[Sabah]
Hu Tao gözlerini açmıştı, uyuyan Xiao'yu izliyordu. Xiao bir anda gözlerini açtı onu izleyen Hu Tao'yu görünve biraz utandı, "Eh, günaydın güzel gözlüm" xiao gülümseyerek söyledi "Güzel gözlüm demene gerek yoktu sanki-" "ama ben gerçekleri söylerim bilirsin" Xiao göz kırptı ve güldü o sırada çoktan Hu Tao'nun yüzü kıp kırmızı olmuştu "E-e kahvaltı için ne istersin?" söyleyi verdi Hu Tao "dudaklarını isterim" dedi Xiao yüzündeki gülümsemeyle "dudaklarım mı?" "evet dudakların benim için en güzel kahvaltı" dedi ve Hu Tao'nun dudaklarına hızlıca bir öpücük kondurdu ve geri çekildi Hu Tao baka kalmıştı "teşekkürler" dedi xiao sırıtırken, Hu Tao onu ilk defa böyle görüyordu hem güldüğü içim hemde Xiao'nun onu öptüğüne şaşırmıştı "e-ee" deyi verdi Hu Tao "çok tatlısın" dedi xiao göz kırparak "peki o zaman kendi istediğimi yaparım" dedi ve mutfaşa gitti, Xiao'da onun arkasından yürüdü ve ona arkadan sarıldı. Hu Tao utanmıştı ama belli etmedi.

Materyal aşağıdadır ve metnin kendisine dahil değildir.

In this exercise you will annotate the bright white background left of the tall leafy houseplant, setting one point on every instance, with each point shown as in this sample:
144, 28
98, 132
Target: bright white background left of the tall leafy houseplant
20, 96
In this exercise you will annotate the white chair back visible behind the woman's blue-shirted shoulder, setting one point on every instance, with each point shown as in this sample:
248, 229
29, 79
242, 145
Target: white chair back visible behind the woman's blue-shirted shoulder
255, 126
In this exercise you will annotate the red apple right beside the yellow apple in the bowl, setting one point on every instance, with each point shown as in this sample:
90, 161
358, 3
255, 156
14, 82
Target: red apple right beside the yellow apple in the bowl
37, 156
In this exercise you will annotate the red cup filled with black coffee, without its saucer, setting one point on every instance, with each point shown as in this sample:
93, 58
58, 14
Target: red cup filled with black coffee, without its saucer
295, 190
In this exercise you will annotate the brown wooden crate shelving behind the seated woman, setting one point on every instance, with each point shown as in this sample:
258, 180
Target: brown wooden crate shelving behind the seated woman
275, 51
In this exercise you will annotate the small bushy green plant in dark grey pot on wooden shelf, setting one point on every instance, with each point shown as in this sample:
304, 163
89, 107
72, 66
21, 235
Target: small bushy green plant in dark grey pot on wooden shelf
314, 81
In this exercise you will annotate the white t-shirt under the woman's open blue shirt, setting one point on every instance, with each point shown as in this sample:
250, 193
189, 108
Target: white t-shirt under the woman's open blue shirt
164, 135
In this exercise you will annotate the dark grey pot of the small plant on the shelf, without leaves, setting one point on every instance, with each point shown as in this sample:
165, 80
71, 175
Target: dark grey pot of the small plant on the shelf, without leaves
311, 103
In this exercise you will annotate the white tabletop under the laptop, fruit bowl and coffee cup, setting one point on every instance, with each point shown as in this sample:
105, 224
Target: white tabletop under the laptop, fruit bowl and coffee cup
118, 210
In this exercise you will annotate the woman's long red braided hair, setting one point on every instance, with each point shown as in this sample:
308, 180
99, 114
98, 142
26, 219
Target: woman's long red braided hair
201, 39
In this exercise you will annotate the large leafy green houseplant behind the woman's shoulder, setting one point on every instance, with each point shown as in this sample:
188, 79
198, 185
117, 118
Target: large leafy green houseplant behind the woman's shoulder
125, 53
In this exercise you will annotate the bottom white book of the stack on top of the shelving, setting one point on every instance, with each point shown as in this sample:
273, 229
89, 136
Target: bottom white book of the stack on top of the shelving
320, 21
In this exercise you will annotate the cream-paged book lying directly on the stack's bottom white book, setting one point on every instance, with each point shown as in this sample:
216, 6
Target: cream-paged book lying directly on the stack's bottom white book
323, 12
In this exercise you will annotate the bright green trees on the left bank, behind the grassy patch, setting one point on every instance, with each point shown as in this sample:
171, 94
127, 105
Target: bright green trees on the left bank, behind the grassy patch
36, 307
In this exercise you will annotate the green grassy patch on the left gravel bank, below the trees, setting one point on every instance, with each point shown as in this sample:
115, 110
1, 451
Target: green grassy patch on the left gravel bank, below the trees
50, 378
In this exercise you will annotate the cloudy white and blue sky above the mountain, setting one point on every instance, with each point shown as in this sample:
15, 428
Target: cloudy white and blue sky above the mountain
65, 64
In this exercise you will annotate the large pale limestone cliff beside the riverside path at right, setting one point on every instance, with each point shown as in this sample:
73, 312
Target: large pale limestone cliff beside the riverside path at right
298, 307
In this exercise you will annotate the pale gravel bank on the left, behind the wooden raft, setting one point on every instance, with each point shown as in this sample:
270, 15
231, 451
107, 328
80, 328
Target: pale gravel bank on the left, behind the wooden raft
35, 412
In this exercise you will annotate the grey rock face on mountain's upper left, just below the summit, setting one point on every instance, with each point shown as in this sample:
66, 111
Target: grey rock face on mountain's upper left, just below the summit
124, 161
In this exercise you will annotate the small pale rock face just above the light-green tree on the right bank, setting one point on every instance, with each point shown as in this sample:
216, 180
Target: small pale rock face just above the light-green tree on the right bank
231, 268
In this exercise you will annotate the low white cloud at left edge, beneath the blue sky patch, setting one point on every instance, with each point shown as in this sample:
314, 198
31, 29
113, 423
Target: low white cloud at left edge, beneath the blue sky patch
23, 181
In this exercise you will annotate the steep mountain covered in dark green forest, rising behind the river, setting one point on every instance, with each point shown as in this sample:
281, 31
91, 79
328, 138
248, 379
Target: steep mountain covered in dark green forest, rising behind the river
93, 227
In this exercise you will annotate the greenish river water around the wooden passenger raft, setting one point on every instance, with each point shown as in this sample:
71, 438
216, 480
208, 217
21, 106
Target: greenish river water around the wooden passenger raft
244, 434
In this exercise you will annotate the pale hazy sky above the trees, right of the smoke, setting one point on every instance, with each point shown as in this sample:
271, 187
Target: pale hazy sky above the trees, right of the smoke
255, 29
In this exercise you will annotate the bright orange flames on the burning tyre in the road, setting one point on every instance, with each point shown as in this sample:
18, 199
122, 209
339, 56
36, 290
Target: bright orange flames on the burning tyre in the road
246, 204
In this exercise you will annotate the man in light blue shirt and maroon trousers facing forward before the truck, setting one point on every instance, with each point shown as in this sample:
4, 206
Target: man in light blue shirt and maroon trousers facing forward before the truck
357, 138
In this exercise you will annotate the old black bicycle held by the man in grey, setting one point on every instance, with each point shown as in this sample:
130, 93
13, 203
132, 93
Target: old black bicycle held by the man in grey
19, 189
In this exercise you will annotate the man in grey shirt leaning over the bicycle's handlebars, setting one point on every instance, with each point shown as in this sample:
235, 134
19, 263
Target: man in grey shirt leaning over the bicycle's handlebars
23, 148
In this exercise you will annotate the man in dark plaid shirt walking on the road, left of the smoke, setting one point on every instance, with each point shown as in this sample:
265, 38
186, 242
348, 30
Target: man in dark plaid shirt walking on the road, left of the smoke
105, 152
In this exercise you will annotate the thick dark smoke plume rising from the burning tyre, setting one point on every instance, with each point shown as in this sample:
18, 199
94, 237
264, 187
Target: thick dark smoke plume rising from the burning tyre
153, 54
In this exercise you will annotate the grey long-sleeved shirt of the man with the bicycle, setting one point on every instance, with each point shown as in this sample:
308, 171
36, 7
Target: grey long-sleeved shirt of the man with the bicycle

Bir kaç süre sonra Hu Tao kahvaltıyı hazırladı ve masayı hazırladı, Xiao sandalyeye oturdu arından Hu Tao'da oturdu ve yemeye başladılar.
Yemeklerini bitirdikten sonra Xiao Hu Tao'ya masayı kaldırmaya yardım etti.
Topladıktan sonra ikiside yan yana kanapeye oturdular "ee ne yapçaz şimdi?" dedi Hu Tao merakla "seni bir yere götüreceğim seveceğinden eminim" dedi Xiao emin bir şekilde "O halde hazırlanıp çıkalım" "Tamam" dedi Xiao ve ikiside hazırlanmaya gitti. Kapıda durdular, Xiao Hu Tao'nun alnını öptü ve elini tuttu ardından dışarıya çıktılar.
[İpek çiçeği tarlası]
Xiao Hu Tao'yu en sevdiği çiçeklerin tarlasına getirmişti. Hu Tao çok sevinmişti, İpek Çiçeklerinin arasına geçti ve güneşin batışına baktı ardından Xiao yanına Hu Tao'yu tutkuyla öptü "seni seviyorum Hı Tao" diye mırıldandı Xiao "bende seni seviyorum" ve öpüşmeye devam ettiler.